Not sure, though, if socket could be closed by kernel without any
syscall.
exit_group
As a workaroud, one can just hook read/write and check if fd is
socket (S_ISSOCK) and also somehow filter out af_unix.
what if its mmap'ed?
2) Getting saddr/daddr. Seems that dest addr could be obtained from
connect call. However I am not sure what is the right way to get that -
I got two records, first SYSCALL and then SOCKADDR. First one has an
argument which points to memory location where sockaddr structure lays,
and second one has ”saddr” field. Latter looks good, but does SOCKADDR
event type always follows SYSCALL for connect call?
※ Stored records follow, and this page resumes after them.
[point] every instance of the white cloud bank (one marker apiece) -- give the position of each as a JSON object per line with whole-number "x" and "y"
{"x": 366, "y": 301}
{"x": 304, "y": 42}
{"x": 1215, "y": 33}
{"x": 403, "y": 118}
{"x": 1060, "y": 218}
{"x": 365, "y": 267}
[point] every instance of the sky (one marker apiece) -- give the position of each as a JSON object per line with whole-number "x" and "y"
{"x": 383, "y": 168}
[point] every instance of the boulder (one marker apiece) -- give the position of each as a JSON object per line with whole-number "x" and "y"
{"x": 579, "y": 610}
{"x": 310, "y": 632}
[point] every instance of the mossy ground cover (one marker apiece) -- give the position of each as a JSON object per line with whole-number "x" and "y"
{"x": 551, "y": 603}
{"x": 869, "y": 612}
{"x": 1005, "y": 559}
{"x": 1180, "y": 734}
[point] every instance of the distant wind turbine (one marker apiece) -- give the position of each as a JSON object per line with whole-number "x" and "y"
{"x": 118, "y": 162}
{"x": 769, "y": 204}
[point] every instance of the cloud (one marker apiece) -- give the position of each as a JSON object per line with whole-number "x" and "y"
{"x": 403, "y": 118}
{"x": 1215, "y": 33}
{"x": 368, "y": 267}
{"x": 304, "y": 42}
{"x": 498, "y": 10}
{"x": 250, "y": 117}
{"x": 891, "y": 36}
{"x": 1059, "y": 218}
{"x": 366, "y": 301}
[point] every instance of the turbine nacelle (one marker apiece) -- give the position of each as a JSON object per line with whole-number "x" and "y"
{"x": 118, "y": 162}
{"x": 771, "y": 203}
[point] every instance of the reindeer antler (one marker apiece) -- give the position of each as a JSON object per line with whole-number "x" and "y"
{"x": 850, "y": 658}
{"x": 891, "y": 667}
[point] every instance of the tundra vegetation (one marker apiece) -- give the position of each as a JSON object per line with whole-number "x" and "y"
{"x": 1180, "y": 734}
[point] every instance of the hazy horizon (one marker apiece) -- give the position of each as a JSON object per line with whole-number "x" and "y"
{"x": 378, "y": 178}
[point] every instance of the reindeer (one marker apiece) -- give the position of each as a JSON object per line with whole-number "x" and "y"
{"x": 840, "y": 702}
Same for sendto call.
Yes.
Another way of getting network stats is the AUDIT target for
netfilter.
Looks good, no need to worry about fds/addrs. However there is no pid.
I am thinking that would be a good addition. However, there are times when
there really is no pid. For example, it could be masquerading or doing SNAT.
What would be the ”best” way to get pid for those records? Anything
else
besides looking into /proc/net/tcp?
That might be the best workaround right now. But adding the pid sounds
reasonable to me. This way it can be correlated to other system activity. I'd
have to ask Paul or Richard to comment on feasibility.